Among many interesting points was the following one from the introduction:

A naive Euclidean space construction, however, can suffer from the “curse of dimensionality,” as the space exhibits an exponential increase in volume with each additional secondary attribute [8]. For objects with many attributes, the resulting Euclidean space would be large, and consequently, sparse. Nodes would then be responsible for large regions in the hyperspace, which would increase the number of nodes whose regions intersect search hyperplanes and thus limit the effectiveness of the basic approach. HyperDex addresses this problem by introducing an efficient and lightweight mechanism that partitions the data into smaller, limited-size sub-spaces, where each subspace covers a subset of object attributes in a lower dimensional hyperspace. Thus, by folding the hyperspace back into a lower number of dimensions, HyperDex can ensure higher node selectivity during searches.

Something keeps nagging at me about the use of the term Euclidean space.

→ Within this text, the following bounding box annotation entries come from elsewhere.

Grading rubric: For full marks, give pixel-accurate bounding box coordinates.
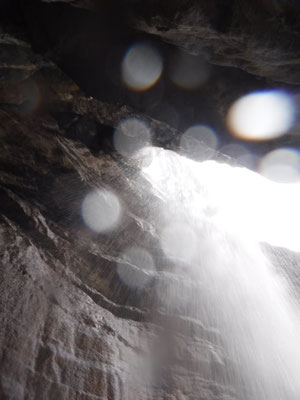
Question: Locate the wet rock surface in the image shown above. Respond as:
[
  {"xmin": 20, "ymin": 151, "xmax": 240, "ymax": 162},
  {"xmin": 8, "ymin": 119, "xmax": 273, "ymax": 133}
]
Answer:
[{"xmin": 0, "ymin": 1, "xmax": 299, "ymax": 400}]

Since a Euclidean space is a metric space, I “get” how they can partition metric data into smaller sub-spaces.

Names don’t exist in metric spaces but sort orders and frequencies are known well enough to approximate such a solution. Or are they? I assume for more common languages that is the case but that is likely a poor assumption on my part.

What of other non-metric space values? On what basis would they be partitioned?

HyperDex: A Searchable Distributed Key-Value Store

Thursday, February 23rd, 2012

HyperDex: A Searchable Distributed Key-Value Store

From the webpage:

HyperDex is a distributed, searchable key-value store. HyperDex provides a unique search primitive which enables searches over stored values. By design, HyperDex retains the performance of traditional key-value stores while enabling support for the search operation.

The key features of HyperDex are:

  • Fast HyperDex has lower latency and higher throughput than most other key-value stores.
  • Searchable HyperDex enables lookups of non-primary data attributes. Such searches are implemented efficiently and contact a small number of servers.
  • Scalable HyperDex scales as more machines are added to the system.
  • Consistent The value you GET is always the latest value you PUT. Not just "eventually," but immediately and always.
  • Fault tolerant HyperDex handles failures. Data is automatically
    replicated on multiple machines so that failures do not cause data loss.

Source code is available subject to this license.